Proyek yang dilaksanakan secara swakelola oleh P3A Cai Pamanah Rasa dengan masa pelaksanaan 45 hari kalender tersebut diduga belum memenuhi standar teknis sebagaimana mestinya.
Berdasarkan hasil pantauan di lapangan, kondisi bangunan dinilai belum rapi dan diduga tidak sepenuhnya sesuai dengan spesifikasi teknis. Temuan tersebut memunculkan kekhawatiran terkait optimalisasi penggunaan anggaran negara, mengingat proyek irigasi memiliki peran penting dalam mendukung ketersediaan air bagi lahan pertanian dan ketahanan pangan di Kabupaten Karawang.
Menanggapi kondisi tersebut, anggota LBH GMBI, Saepul, S.H., mempertanyakan pelaksanaan proyek yang dikelola oleh kelompok tani di bawah kepemimpinan Genjer. Ia juga menyoroti adanya dugaan pekerjaan swakelola yang dialihkan kepada pihak ketiga.
“Kami mempertanyakan sejauh mana pelaksanaan pekerjaan tersebut. Apabila hasil pekerjaannya jauh dari harapan dan tidak sesuai ketentuan, kami meminta agar pekerjaan tersebut segera dihentikan untuk dilakukan evaluasi,” ujar Saepul.
Menurutnya, program P3-TGAI merupakan kegiatan swakelola yang seharusnya dikerjakan langsung oleh kelompok penerima manfaat, bukan dialihkan kepada pihak lain.

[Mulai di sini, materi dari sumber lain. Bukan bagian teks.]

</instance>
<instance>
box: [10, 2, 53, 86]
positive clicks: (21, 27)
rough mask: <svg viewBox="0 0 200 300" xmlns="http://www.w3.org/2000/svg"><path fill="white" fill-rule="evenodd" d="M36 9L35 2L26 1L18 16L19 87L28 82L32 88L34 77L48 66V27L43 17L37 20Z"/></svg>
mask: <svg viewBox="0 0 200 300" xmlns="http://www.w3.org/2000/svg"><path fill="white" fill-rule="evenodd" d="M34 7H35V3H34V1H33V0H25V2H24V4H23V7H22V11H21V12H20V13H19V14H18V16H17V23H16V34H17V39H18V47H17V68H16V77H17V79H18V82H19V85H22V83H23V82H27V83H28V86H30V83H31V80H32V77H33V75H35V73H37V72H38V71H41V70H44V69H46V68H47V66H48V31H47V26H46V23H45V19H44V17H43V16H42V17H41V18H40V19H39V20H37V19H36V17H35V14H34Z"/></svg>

“Kami hanya mempertanyakan pelaksanaannya. Jangan sampai program yang bertujuan membantu para petani ini justru disalahgunakan atau hanya menjadi formalitas semata. Aparat terkait perlu melakukan pengawasan agar pelaksanaannya sesuai dengan ketentuan yang berlaku,” pungkasnya.
Hingga berita ini diterbitkan, pihak P3A Cai Pamanah Rasa maupun pihak terkait lainnya belum memberikan keterangan resmi terkait dugaan tersebut.